Essentially: Stadia works. With a stable internet connection, proper equipment and very few other players online, Stadia streamed Destiny 2 to my phone. It made Shadow of the Tomb Raider run on my MacBook Pro, and it let me play Mortal Kombat 11 on my TV without a dedicated game console. They all loaded quickly, and they were free from game-breaking issues. For me, Stadia was a pleasant surprise.

However, it's not enough to make these titles streamable under ideal conditions. For Stadia to stick, the cloud-gaming experience has to function without frustration for the majority of people who log on. Meanwhile, the United States government and private companies are still attempting to establish broadband for tens of millions of people across the nation without reliable internet access. The most powerful internet pipeline, fiber-optic, isn't even available in 70 percent of the country.

Stadia's success rate will vary depending on every player's hyperlocal internet conditions. That's not undue fearmongering; it's just how the service operates.

Google has limited the size of the access pool with every move since revealing Stadia.
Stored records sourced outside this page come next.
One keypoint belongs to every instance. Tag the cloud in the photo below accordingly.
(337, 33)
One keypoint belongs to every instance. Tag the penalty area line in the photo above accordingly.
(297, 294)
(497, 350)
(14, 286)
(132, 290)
This is why Google has limited the size of the access pool with every move since revealing Stadia. The system is fragile and new and likely can't handle a rush of players all at once. So, instead of going live with an online subscription service that works with existing devices and mobile data, Google has jacked up the price of admission, delayed the ability to invite friends, and made hardware a key, restrictive component of a service that's supposed to be all about the cloud.

Game streaming is finally viable, and Stadia is leading the charge -- but with this launch, it's turning out to be more of a stroll. Hey, at least we're getting there.